News & Views of Phillips Since 1976
Thursday December 26th 2024

Tale of the Tales: Q&A with Sue Hunter Weir

Caption: Anna Clark
Credit: Courtesy of Bob Clark

By LAURA HULSCHER and SUE HUNTER WEIR

This is your 200th column. How long have you been writing Tales from Pioneers and Soldiers Cemetery? What inspired you to start?

I wrote my first story about the cemetery in September 2003. At the time I was concerned (irritated) about the Phillips Neighborhood being characterized as “crime-ridden” and wanted to remind people that Phillips is a community with a long and very rich history. Ours is a community shaped by migration, immigration, the need for public housing and for livable-wage jobs. Our boundaries were, and are, shaped by transportation routes. Much has changed but much remains the same. We have a great deal to be proud of.

What motivates you to continue the series after so many years?

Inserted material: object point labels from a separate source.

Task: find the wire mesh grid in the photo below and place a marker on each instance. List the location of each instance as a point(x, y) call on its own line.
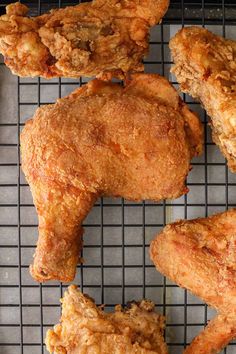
point(117, 233)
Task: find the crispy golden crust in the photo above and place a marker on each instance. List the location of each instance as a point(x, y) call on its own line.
point(85, 328)
point(205, 67)
point(97, 38)
point(200, 255)
point(217, 334)
point(103, 139)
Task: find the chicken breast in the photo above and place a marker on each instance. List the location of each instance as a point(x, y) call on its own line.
point(205, 67)
point(103, 37)
point(200, 255)
point(86, 328)
point(134, 142)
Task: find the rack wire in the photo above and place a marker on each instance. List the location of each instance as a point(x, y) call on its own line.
point(117, 232)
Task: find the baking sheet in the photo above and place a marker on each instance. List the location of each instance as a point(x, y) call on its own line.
point(125, 253)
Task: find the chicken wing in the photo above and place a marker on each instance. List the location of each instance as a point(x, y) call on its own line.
point(134, 142)
point(200, 255)
point(86, 328)
point(106, 37)
point(205, 67)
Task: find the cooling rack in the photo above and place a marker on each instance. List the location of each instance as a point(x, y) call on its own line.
point(117, 233)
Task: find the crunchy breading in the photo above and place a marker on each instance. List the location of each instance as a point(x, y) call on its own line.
point(205, 67)
point(134, 142)
point(86, 328)
point(200, 255)
point(103, 37)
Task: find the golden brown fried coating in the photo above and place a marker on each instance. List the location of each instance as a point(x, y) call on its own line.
point(134, 142)
point(86, 328)
point(200, 255)
point(205, 67)
point(103, 37)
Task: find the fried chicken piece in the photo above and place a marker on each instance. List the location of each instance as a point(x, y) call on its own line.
point(134, 142)
point(205, 67)
point(103, 37)
point(86, 328)
point(200, 255)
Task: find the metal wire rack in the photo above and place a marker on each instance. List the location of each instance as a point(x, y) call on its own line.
point(117, 267)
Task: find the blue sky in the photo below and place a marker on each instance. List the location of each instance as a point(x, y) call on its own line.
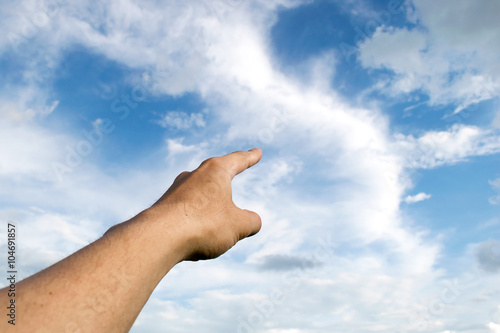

I remember reading that no one is truly dead who is remembered. I believe that and these stories are my way of remembering people who I never knew but who deserve to be remembered. They are the people who built this City. I have written about 200 people so far and have many thousands left to go. Stay tuned.

If you could meet one cemetery resident you have written about, who would it be?

If I could meet one of the people I’ve written about, it would be Anna Clark. Anna was one of the first people I found and hers is one of the most heartbreaking stories I’ve ever read. She was a poet and she was beautiful. She gave birth to 16 children, only eight of whom survived. When she was 53, and widowed, she committed suicide in the Cemetery because as she put it, the “sorrow and agony in my heart is too great to bear.” There is nothing that I could do to change that but I could at least give her a hug and let her know that she has not been forgotten.